Маленькие отрезки плоти, розовые и нежные, с узорами на них, похожими на спилы дерева, Ламмас бережно складывал в отдельные платочки и убирал себе в карман. Кровь капала на его серую перчатку, на корни древа, платье Титы и траву. Сначала она кричала, но затем крик ее превратился в стон через стиснутые зубы. Раненый зверь в ней перестал бороться и звать на помощь, когда понял, что помощь эта не придет: Херн стоял там же, где до этого, за невидимой чертой, и боролся с собственным предательством, царапая пальцами грудную клетку. Больше подобраться к вязу он не порывался, и Тита не могла его винить, даже если и хотела. Она знала, что это такое – нести свое проклятие, и как сладко сама возможность излечиться от него. Сорок лет назад она была такой же. Сорок лет назад она бы тоже присоединилась к Ламмасу, повстречайся он ей раньше, чем Самайн.
– Почти закончил!
К тому моменту как Ламмас, напевая, принялся резать последний палец, голова Титании уже безвольно висела, поддерживаемая железным шнуром. Боль вспыхивала и угасала, сжигала и пульсировала в руках, словно Тита держалась за голую жаровню. Трава под ней сначала желтая, сухая, а затем позеленевшая, теперь сверкала алым, точно кто‐то расстелил рубиновый покров. Сжав и выкрутив ее мизинец поудобнее, Ламмас повернул ножик острием вперед, чтоб не цепляться за длинный ноготь, и протолкнул лезвие немного вкось. Титания снова вскрикнула, умытая в слезах, и инстинктивно дернулась. Клематисы захихикали, шурша, а затем вдруг стали отпускать. Сквозь звон, что стоял в ее ушах после собственного крика, Титания услышала характерный треск, с каким крошатся ветви, и Ламмас вдруг отступил назад.
– Все! – объявил он гордо, удерживая перед собой еще один маленький срезанный клочок. Обтерев лезвие ножа плоской стороной о листья, он спрятал его обратно за ремень.

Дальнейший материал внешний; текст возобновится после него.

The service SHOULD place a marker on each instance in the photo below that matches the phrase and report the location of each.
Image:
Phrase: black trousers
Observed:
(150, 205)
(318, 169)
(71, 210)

Окровавленные руки Титании, с пальцев которых вязким сиропом тянулась кровь, безвольно опустились. Клематисы освободили сначала их, а затем ноги. Если бы не Херн, успевший подскочить и выдернуть одну стрелу из вяза, железный шнур ее бы точно задушил: Титания окончательно обмякла, навалившись на него.
– Тита, Тита!
– Проследи, чтобы она мне больше не мешалась, – велел Ламмас напоследок. – Ни в коем случае ее не отпускай, иначе наш договор будет расторгнут.
Сознание Титании, потускнев, испуганно спряталось в тайниках изувеченного тела. Руки Херна подхватили ее за секунду до того, как подхватил бы лес. Так ночь для Титании наступила раньше, чем для Самайнтауна, и она ушла в нее.
Для Лоры же битый час ничего не происходило, и это было одновременно и хорошо, и плохо. Хорошо, потому что жители Самайнтауна еще не лежали на жутких каменных алтарях, разделанные по частям, а продолжали веселиться, пить имбирный эль, плясать и мериться костюмами. А плохо, потому что Лора не могла понять, почему Ламмас не торопится: и к жертвоприношению не приступает, и на ее зов не откликается. Даже на площадь не приходит! Лора все‐таки вконец осмелела от отчаяния и объехала по периметру ее всю, стараясь не смотреть ведьмам в глаза и напевая под нос односложную мелодию, завораживая себя саму, чтобы ее не заворожил никто другой. Сжимая в одной руке черный камень на случай, если сквозь ее пальцы замерцают разноцветные всполохи, а в другой – острую заколку, чтобы, стиснув ее в кулаке, можно было легко привести себя в чувства, коль ведьминские чары все же подействуют, Лора исследовала центр города вдоль и поперек. Вместе с ней каталась соломенная кукла: Лора посадила ее к себе на колени, и вместе они смотрели, что творится на площади да как.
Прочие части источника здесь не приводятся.